Nel nostro tempo, siamo abituati a sentire molto spesso la parola cultura, declinata in molti modi. È già capitato di ragionare su queste pagine del concetto di “relativismo culturale”, che ha molteplici sfumature; ma lo stesso lemma cultura non è privo di problematiche. Non è neppure ben definibile cosa sia, in effetti, la cultura di un popolo, o quali ne siano i limiti.
La cultura italiana è qualcosa di vagamente definibile, si comprende a cosa ci si riferisce, ma con che grado di esattezza?
Se si intende un sistema condiviso composto di storia, valori etici, preferenze di qualsiasi tipo, gastronomia, arte e letteratura, si può dare una definizione di massima, tenendo conto che questo macro-insieme può essere soggetto, inevitabilmente, a fratture e suddivisioni.
Due cose, tuttavia, devono risultare chiare: la cultura non è qualcosa che esiste, ma è qualcosa che si crea, anche a livello individuale, nell’immaginario di ciascuno. La cultura, non è, quindi, un concetto necessariamente condiviso da chi ne fa nominalmente parte, né è qualcosa di assoluto, che va difeso a ogni costo e che vada ritenuto immodificabile.
Emerge, qui, il secondo punto: se la cultura viene pensata come qualcosa di statico, allora è inevitabile che esso si presta a comparazioni e valutazioni, per non dire alla costruzione di scale di valore. Date due culture, è implicito che si possa metterle a paragone, e che una risulti superiore – secondo criteri sempre dibattibili – all’altra.

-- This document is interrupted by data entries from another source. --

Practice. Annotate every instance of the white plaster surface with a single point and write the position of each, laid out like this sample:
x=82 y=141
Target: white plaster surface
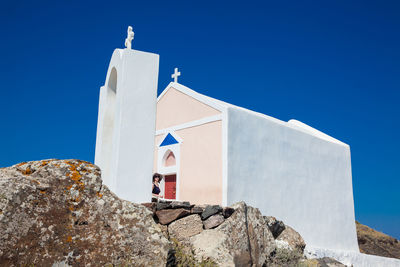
x=126 y=127
x=293 y=174
x=351 y=258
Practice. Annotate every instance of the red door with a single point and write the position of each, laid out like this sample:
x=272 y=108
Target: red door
x=170 y=186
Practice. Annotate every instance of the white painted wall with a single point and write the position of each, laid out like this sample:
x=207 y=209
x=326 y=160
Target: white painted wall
x=350 y=258
x=294 y=175
x=129 y=135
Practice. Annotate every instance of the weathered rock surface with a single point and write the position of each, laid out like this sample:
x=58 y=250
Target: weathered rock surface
x=227 y=212
x=210 y=210
x=169 y=215
x=373 y=242
x=58 y=212
x=322 y=262
x=275 y=226
x=186 y=227
x=242 y=240
x=213 y=221
x=290 y=239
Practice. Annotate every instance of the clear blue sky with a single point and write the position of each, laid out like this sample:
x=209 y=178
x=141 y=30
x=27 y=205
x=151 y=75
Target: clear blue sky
x=334 y=65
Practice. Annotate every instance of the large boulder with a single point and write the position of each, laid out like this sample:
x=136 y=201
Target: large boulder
x=243 y=239
x=290 y=239
x=58 y=212
x=186 y=227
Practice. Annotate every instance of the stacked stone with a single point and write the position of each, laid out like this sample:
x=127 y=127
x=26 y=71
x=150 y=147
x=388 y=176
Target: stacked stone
x=198 y=216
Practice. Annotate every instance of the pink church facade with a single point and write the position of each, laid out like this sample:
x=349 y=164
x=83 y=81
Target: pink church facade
x=195 y=141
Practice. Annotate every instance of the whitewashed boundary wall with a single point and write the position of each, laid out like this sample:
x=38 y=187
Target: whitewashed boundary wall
x=286 y=172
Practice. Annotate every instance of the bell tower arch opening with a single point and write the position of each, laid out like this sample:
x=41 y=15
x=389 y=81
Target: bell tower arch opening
x=109 y=125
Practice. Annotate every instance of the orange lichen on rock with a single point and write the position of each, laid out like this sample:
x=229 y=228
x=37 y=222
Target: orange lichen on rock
x=27 y=171
x=76 y=176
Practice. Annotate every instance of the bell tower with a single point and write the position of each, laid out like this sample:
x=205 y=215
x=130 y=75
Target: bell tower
x=126 y=122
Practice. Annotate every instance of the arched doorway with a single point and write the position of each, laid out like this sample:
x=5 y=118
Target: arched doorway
x=169 y=179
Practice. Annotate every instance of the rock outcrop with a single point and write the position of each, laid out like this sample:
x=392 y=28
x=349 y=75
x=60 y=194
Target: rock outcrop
x=373 y=242
x=58 y=212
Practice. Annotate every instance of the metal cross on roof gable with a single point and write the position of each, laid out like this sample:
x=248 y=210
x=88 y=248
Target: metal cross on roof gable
x=176 y=75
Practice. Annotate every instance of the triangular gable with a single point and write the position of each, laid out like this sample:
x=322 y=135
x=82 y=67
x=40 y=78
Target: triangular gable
x=212 y=102
x=175 y=107
x=169 y=140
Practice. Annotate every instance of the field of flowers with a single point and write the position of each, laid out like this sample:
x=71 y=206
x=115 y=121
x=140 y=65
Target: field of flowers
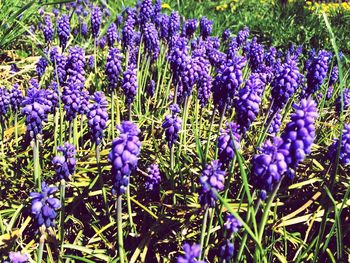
x=132 y=133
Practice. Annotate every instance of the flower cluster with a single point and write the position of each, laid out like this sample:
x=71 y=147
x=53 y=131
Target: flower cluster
x=172 y=125
x=44 y=206
x=98 y=116
x=212 y=181
x=124 y=156
x=65 y=164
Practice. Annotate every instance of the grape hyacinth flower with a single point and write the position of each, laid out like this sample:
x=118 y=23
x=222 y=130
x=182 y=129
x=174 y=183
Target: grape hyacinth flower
x=268 y=166
x=248 y=102
x=95 y=21
x=17 y=257
x=113 y=67
x=97 y=117
x=191 y=254
x=346 y=101
x=47 y=29
x=112 y=35
x=129 y=83
x=16 y=98
x=172 y=125
x=65 y=164
x=344 y=157
x=225 y=145
x=205 y=26
x=4 y=101
x=153 y=177
x=63 y=30
x=124 y=156
x=44 y=206
x=212 y=181
x=41 y=66
x=299 y=134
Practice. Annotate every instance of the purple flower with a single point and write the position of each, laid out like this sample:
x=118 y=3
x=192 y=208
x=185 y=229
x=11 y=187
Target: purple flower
x=112 y=35
x=299 y=134
x=41 y=66
x=226 y=251
x=129 y=83
x=205 y=26
x=63 y=30
x=97 y=117
x=151 y=40
x=95 y=20
x=172 y=125
x=16 y=98
x=18 y=257
x=189 y=28
x=113 y=67
x=65 y=164
x=212 y=181
x=317 y=72
x=344 y=157
x=47 y=29
x=248 y=102
x=153 y=177
x=346 y=101
x=191 y=254
x=225 y=144
x=268 y=166
x=124 y=156
x=4 y=101
x=44 y=206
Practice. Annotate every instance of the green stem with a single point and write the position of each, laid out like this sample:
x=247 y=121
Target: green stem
x=62 y=216
x=120 y=229
x=204 y=226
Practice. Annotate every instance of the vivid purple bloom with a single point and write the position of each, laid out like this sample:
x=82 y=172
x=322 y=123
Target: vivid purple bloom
x=205 y=26
x=124 y=156
x=63 y=30
x=225 y=144
x=97 y=117
x=16 y=98
x=18 y=257
x=36 y=109
x=113 y=67
x=65 y=164
x=172 y=125
x=346 y=101
x=226 y=251
x=191 y=254
x=129 y=83
x=212 y=181
x=317 y=72
x=95 y=21
x=44 y=206
x=189 y=28
x=41 y=66
x=153 y=177
x=248 y=102
x=4 y=101
x=268 y=166
x=47 y=29
x=299 y=134
x=112 y=35
x=344 y=157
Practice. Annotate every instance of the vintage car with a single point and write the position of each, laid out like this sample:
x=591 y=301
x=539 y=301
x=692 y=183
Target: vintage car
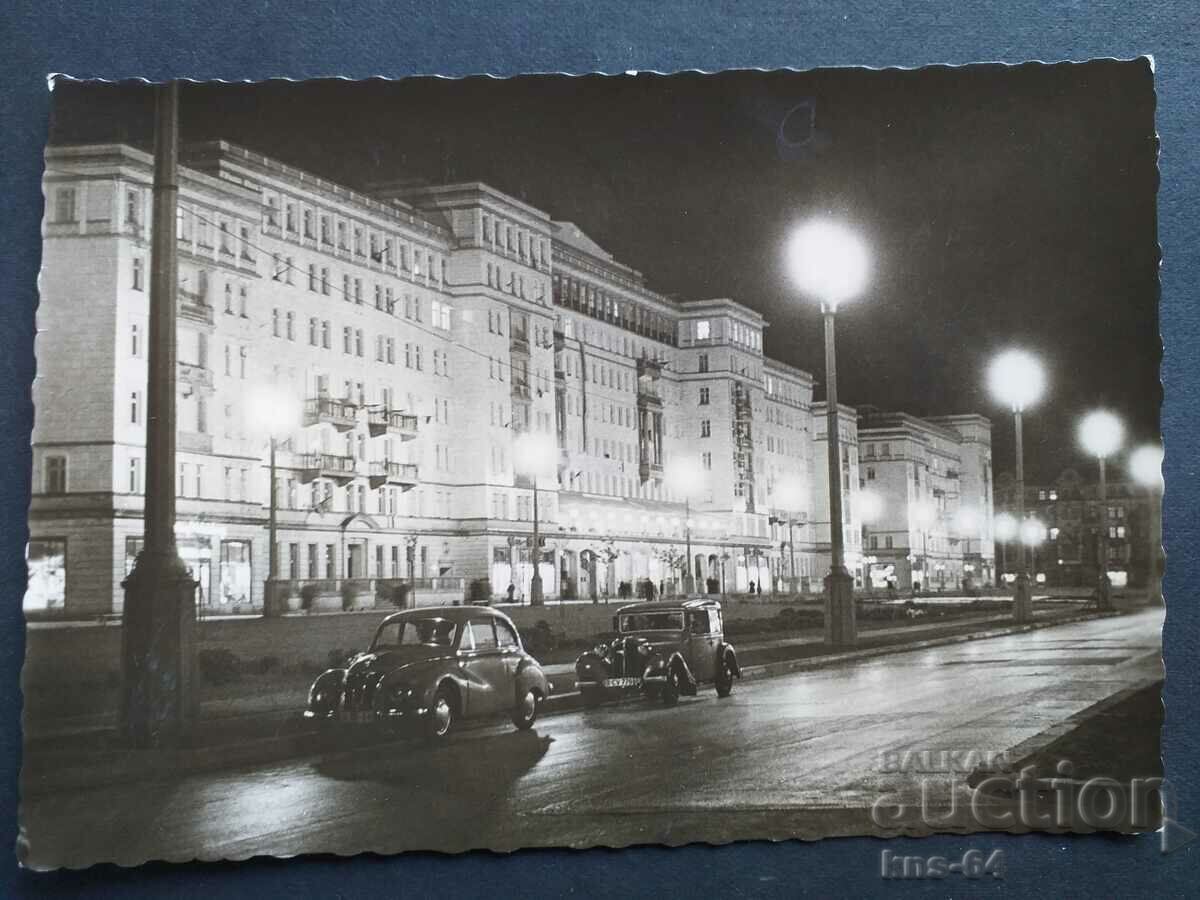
x=432 y=667
x=661 y=649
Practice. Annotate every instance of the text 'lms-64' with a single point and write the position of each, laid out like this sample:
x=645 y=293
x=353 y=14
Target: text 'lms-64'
x=661 y=649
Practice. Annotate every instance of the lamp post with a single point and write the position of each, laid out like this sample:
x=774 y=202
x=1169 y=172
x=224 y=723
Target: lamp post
x=157 y=703
x=1015 y=378
x=1146 y=467
x=829 y=265
x=685 y=477
x=1101 y=435
x=276 y=414
x=534 y=455
x=1005 y=529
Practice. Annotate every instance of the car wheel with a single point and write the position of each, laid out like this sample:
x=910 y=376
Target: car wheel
x=443 y=712
x=525 y=714
x=724 y=679
x=670 y=694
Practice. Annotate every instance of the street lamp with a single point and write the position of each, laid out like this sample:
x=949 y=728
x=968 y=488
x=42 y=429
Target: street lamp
x=829 y=264
x=1101 y=435
x=1146 y=467
x=684 y=477
x=1005 y=528
x=534 y=455
x=276 y=414
x=1015 y=379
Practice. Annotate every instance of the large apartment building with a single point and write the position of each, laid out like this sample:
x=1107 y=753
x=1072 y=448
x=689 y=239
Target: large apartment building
x=931 y=484
x=414 y=333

Il notissimo antropologo Claude Lévi-Strauss propose, proprio su questa scia, un concetto molto discutibile: la contrapposizione tra culture “calde” e culture “fredde”, dove le prime, dinamiche e espansive, sarebbero state inevitabilmente migliori, e in grado di sopravanzare quelle più statiche.

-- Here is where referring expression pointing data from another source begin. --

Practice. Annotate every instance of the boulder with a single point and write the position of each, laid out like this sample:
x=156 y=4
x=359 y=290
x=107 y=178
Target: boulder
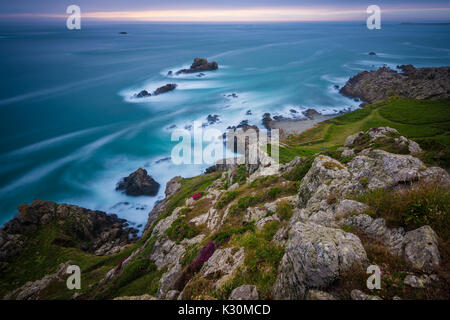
x=315 y=256
x=359 y=295
x=200 y=65
x=349 y=206
x=222 y=264
x=311 y=113
x=244 y=292
x=143 y=94
x=139 y=183
x=319 y=295
x=168 y=87
x=421 y=249
x=417 y=282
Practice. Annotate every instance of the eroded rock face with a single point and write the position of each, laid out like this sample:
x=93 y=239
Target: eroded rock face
x=139 y=183
x=91 y=231
x=420 y=83
x=376 y=229
x=200 y=65
x=244 y=292
x=315 y=256
x=349 y=206
x=421 y=249
x=222 y=263
x=319 y=295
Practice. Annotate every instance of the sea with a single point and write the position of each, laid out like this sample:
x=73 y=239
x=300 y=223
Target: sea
x=71 y=127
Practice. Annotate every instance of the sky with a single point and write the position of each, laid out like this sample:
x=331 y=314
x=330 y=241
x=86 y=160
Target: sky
x=227 y=10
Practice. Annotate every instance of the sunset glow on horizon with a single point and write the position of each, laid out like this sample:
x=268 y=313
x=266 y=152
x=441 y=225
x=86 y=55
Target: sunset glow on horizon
x=237 y=15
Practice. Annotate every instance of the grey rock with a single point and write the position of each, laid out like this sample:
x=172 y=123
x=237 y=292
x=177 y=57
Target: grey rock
x=359 y=295
x=222 y=264
x=349 y=206
x=319 y=295
x=138 y=183
x=315 y=256
x=172 y=295
x=244 y=292
x=417 y=83
x=417 y=282
x=421 y=249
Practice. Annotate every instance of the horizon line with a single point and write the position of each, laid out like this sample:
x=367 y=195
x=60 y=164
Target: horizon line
x=229 y=15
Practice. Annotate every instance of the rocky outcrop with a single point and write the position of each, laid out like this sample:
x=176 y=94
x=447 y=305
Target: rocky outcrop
x=421 y=249
x=319 y=295
x=222 y=264
x=143 y=94
x=417 y=83
x=88 y=230
x=359 y=295
x=315 y=256
x=168 y=87
x=363 y=141
x=143 y=297
x=311 y=113
x=200 y=65
x=139 y=183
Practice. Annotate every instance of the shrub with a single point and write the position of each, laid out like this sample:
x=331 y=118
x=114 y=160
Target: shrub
x=134 y=270
x=180 y=230
x=412 y=207
x=248 y=201
x=226 y=199
x=300 y=171
x=284 y=210
x=241 y=175
x=274 y=192
x=330 y=165
x=205 y=253
x=364 y=181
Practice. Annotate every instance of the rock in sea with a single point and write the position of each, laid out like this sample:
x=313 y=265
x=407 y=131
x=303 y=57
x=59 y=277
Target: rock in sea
x=139 y=183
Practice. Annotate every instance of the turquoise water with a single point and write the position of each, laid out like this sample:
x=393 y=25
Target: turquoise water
x=70 y=129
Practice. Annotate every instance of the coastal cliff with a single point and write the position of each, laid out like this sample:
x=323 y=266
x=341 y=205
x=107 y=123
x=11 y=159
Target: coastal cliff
x=411 y=82
x=369 y=187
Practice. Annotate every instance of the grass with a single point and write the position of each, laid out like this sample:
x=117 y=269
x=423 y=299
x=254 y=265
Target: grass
x=331 y=165
x=425 y=121
x=41 y=257
x=284 y=210
x=393 y=271
x=189 y=187
x=262 y=258
x=226 y=199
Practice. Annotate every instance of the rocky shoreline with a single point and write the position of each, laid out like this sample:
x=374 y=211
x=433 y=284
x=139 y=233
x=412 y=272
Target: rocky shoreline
x=194 y=243
x=411 y=82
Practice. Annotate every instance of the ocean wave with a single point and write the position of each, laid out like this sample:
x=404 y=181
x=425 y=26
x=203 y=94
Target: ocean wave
x=49 y=143
x=43 y=170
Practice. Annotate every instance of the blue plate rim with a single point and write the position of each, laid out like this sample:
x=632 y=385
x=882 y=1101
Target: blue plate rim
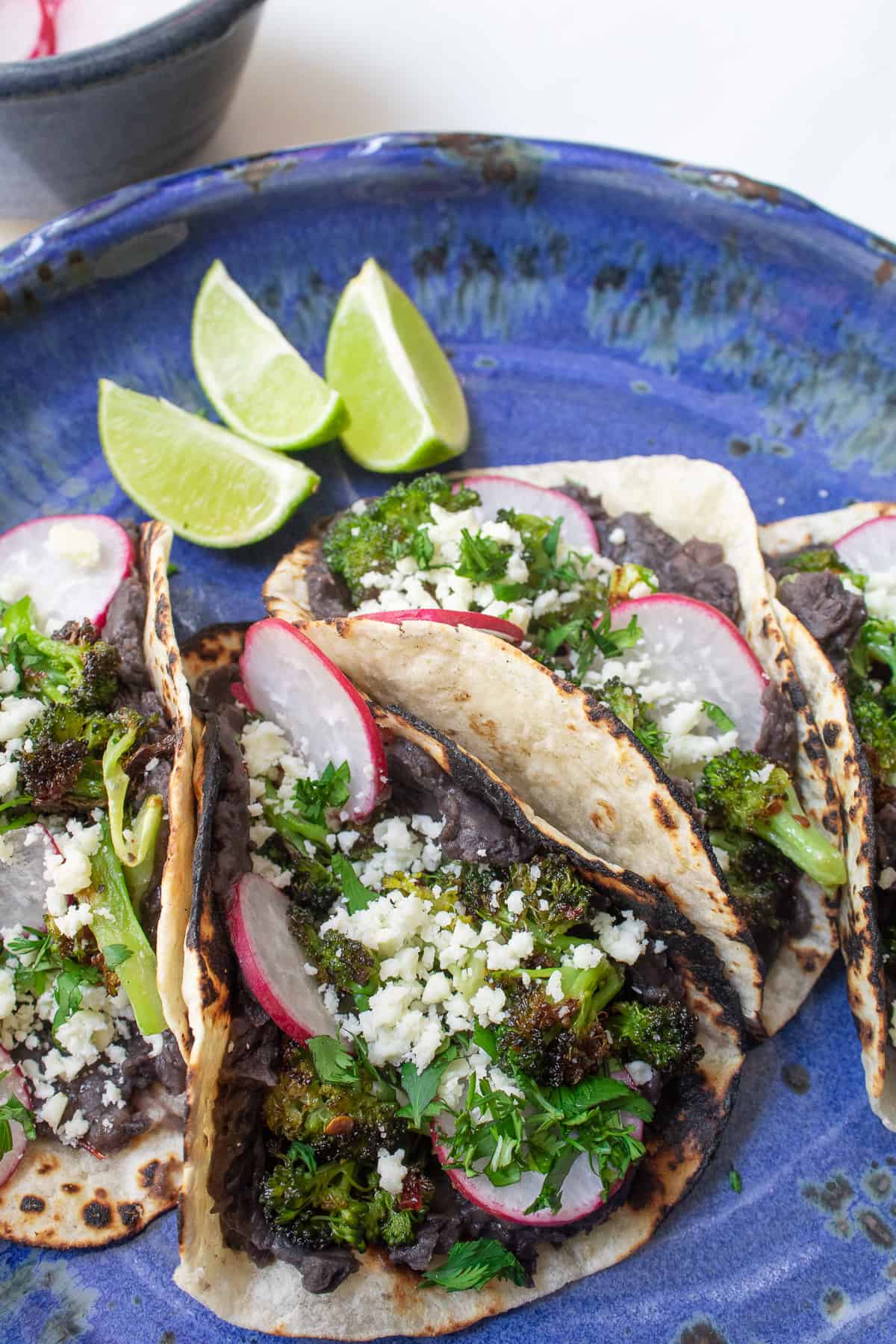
x=149 y=203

Nella pratica, Lévi-Strauss pensava alle differenze tra una cultura come quella europea, e altre culture di stampo indigeno, quali quelle caratteristiche delle popolazioni sudamericane. Un’idea di questo tipo ha una chiara tendenza al colonialismo, appunto, culturale, dal quale oggi neppure noi siamo esenti. Il concetto di cultura, implicitamente esclusivo e delimitante, può essere utile come categoria didattica, o come suddivisione di massima.
Se, però, esso diventa un’arma, permetterà di escludere il diverso per il fatto stesso di essere diverso, e secondo criteri, come si è detto, troppo vaghi per non essere criticabili: una prospettiva che, a maggior
ragione in un mondo globalizzato, andrebbe evitata.